Face2Face is still a work in progress, with a team of researchers from Stanford, the Max Planck Institute, and the University of Erlangen-Nuremberg constantly improving the program. The working prototype allows anyone to use a standard RGB webcam to capture video footage of their face, either saying words or making facial expressions. Pairing that footage with video footage of a celebrity, president, or public figure in the Face2Face program will make it look like the person is saying pretty much anything you want them to.

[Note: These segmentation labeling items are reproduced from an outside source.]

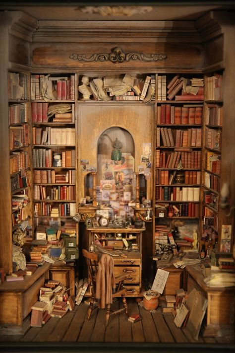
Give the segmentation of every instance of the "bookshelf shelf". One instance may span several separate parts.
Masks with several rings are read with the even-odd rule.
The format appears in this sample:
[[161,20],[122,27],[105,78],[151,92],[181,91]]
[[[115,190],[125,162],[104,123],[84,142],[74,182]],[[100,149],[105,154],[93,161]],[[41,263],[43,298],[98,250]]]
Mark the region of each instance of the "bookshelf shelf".
[[211,148],[210,147],[207,147],[205,146],[205,149],[208,150],[208,151],[211,151],[211,152],[214,152],[216,153],[221,153],[221,151],[220,149],[216,149],[216,148]]
[[34,185],[44,185],[45,186],[50,186],[50,185],[66,185],[68,186],[68,185],[70,186],[70,185],[76,185],[75,184],[71,184],[71,183],[34,183]]
[[[36,103],[48,103],[48,102],[44,100],[44,99],[32,99],[32,102],[35,102]],[[74,103],[74,101],[72,99],[67,99],[66,100],[54,99],[54,100],[50,101],[50,103]]]
[[205,204],[204,202],[202,203],[202,205],[205,206],[205,207],[207,207],[208,209],[211,210],[211,211],[213,211],[213,212],[215,212],[216,213],[219,213],[219,212],[216,210],[215,209],[214,209],[213,207],[211,207],[210,206],[209,206],[208,204]]
[[49,202],[49,203],[54,203],[54,202],[60,202],[60,203],[68,203],[68,202],[76,202],[75,200],[48,200],[45,199],[45,200],[35,200],[34,199],[34,202]]
[[[193,128],[194,127],[196,128],[200,128],[202,127],[202,124],[160,124],[158,125],[158,127],[171,127],[171,126],[179,126],[180,128]],[[180,147],[177,147],[177,148],[180,148]],[[188,148],[187,146],[186,146],[185,148]],[[191,148],[191,147],[188,147],[188,148]]]
[[222,103],[223,102],[223,100],[205,100],[205,103],[207,103],[209,104],[216,104],[217,103]]
[[36,125],[37,126],[40,126],[40,125],[43,125],[45,126],[59,126],[60,125],[75,125],[75,123],[32,123],[32,125]]
[[156,101],[157,103],[171,103],[171,104],[182,104],[183,103],[184,104],[203,104],[203,100],[158,100]]
[[[200,202],[199,201],[183,201],[181,200],[180,201],[172,201],[171,200],[155,200],[156,202],[158,203],[167,203],[167,204],[176,204],[176,203],[179,203],[179,204],[187,204],[188,203],[192,203],[193,204],[198,204]],[[155,208],[156,207],[155,205]]]
[[200,185],[198,184],[158,184],[156,186],[173,186],[175,187],[181,186],[189,186],[189,187],[198,187],[200,188]]
[[177,169],[177,168],[157,168],[159,170],[201,170],[199,168],[182,168],[181,169]]
[[160,147],[158,147],[157,148],[163,148],[163,149],[167,148],[167,149],[174,149],[174,148],[177,148],[178,149],[178,148],[192,148],[193,149],[200,149],[202,147],[201,146],[200,147],[194,147],[194,146],[191,147],[190,146],[188,146],[188,146],[182,147],[182,146],[180,146],[180,147],[176,147],[176,146],[171,146],[171,147],[166,147],[166,146],[160,146]]
[[[155,218],[163,218],[162,217],[157,217],[155,216]],[[199,217],[189,217],[188,216],[179,216],[178,217],[174,216],[174,217],[164,217],[164,218],[167,218],[168,219],[198,219]]]
[[75,167],[34,167],[33,169],[55,169],[59,170],[60,169],[75,169]]
[[207,128],[210,128],[211,129],[222,129],[223,126],[221,125],[209,125],[208,124],[206,124]]
[[18,103],[19,104],[21,103],[29,103],[29,101],[27,99],[8,99],[9,103]]
[[19,191],[21,191],[22,190],[25,190],[25,189],[28,187],[29,187],[29,185],[28,185],[27,186],[24,186],[22,188],[17,189],[15,190],[13,190],[13,191],[11,191],[11,195],[15,195],[15,194],[17,194],[17,193],[18,193]]
[[215,194],[216,195],[218,195],[218,196],[220,196],[220,193],[219,193],[218,191],[216,191],[214,190],[213,189],[211,189],[210,188],[208,188],[208,186],[206,186],[205,185],[202,185],[203,188],[205,188],[205,189],[206,189],[207,190],[208,190],[208,191],[211,191],[212,193],[214,193],[214,194]]
[[33,147],[76,147],[75,144],[33,144]]
[[15,152],[15,151],[18,151],[19,149],[23,149],[24,148],[26,148],[29,146],[29,145],[27,144],[26,145],[24,146],[21,146],[21,147],[17,147],[17,148],[12,148],[12,149],[10,149],[10,152]]
[[216,173],[213,173],[213,172],[211,172],[210,170],[206,169],[205,168],[204,168],[204,170],[207,173],[209,173],[210,174],[212,174],[212,175],[215,175],[216,176],[218,176],[218,178],[220,178],[220,174],[217,174]]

The system pairs two monocular video streams (captured with a single webcam or video source) to make the finished video dub. Face2Face tracks facial expressions of the source video and the target video in order to warp the mouth movement in the final video into something believable. The system then combines the two feeds using a “dense photometric consistency measure,” and re-renders the source expression onto the target face in the original video setting. It’s scary, but even from an unfinished prototype of the system, the Face2Face edited video is pretty convincing.

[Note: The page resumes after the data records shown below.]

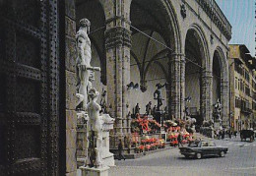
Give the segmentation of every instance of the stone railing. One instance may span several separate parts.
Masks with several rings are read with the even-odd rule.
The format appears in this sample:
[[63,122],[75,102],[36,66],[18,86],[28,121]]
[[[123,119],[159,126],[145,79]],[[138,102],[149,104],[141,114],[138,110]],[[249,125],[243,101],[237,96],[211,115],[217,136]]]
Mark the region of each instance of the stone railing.
[[196,0],[224,35],[230,40],[231,25],[215,0]]

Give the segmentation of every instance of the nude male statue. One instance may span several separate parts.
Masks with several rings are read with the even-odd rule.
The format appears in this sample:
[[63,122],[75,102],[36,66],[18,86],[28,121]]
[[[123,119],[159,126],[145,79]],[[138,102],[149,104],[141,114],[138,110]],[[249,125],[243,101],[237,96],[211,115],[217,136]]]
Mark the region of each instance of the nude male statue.
[[88,103],[88,83],[90,71],[100,71],[99,67],[92,67],[92,50],[91,41],[88,36],[90,32],[91,23],[88,19],[80,21],[80,28],[76,34],[77,53],[76,73],[77,73],[77,91],[83,96],[83,110],[86,109]]
[[[89,90],[89,97],[92,99],[87,104],[87,110],[88,110],[88,127],[87,131],[89,134],[89,137],[92,136],[92,133],[95,133],[95,136],[96,138],[96,166],[100,167],[102,166],[102,156],[101,156],[101,143],[102,143],[102,124],[103,121],[99,116],[99,110],[101,109],[100,105],[96,102],[97,96],[99,92],[96,90],[96,88],[91,88]],[[91,155],[90,153],[89,155]]]

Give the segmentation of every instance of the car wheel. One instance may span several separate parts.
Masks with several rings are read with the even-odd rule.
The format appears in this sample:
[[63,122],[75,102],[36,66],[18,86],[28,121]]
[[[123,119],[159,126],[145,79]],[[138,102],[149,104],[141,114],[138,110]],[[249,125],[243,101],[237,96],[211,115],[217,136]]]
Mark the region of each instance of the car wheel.
[[200,152],[196,153],[196,158],[197,159],[201,159],[202,158],[202,154]]
[[220,156],[221,156],[221,157],[224,157],[224,151],[221,151],[221,152],[220,152]]
[[242,142],[243,136],[241,135],[240,137],[241,137],[241,142]]

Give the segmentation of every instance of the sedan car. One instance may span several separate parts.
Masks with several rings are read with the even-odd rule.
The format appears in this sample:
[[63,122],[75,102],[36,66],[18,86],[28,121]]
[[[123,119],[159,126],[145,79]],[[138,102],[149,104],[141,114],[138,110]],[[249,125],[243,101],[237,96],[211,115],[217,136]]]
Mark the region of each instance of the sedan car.
[[198,141],[191,143],[188,147],[179,147],[180,153],[186,158],[196,157],[201,159],[203,156],[218,155],[224,157],[227,153],[228,148],[217,147],[212,141]]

The challenge to making convincing video may have a lot to do with the target star’s popularity level – if someone we’re used to seeing on TV all the time suddenly makes facial expressions that are new to the repertoire, viewers’ brains will raise some red flags automatically. Nonetheless, some savvy video hackers could theoretically make very believable video and audio dubs of perfectly legitimate speeches or broadcast appearances. Some people are afraid that this kind of system poses a threat to technology by making it inherently less reliable or believable, but the truth is that hoaxes in every medium have been around for ages.
There’s no telling what this software might eventually be used for — but we’re definitely looking forward to all the hilarious speech remixes that will undoubtedly hit YouTube once this software goes mainstream.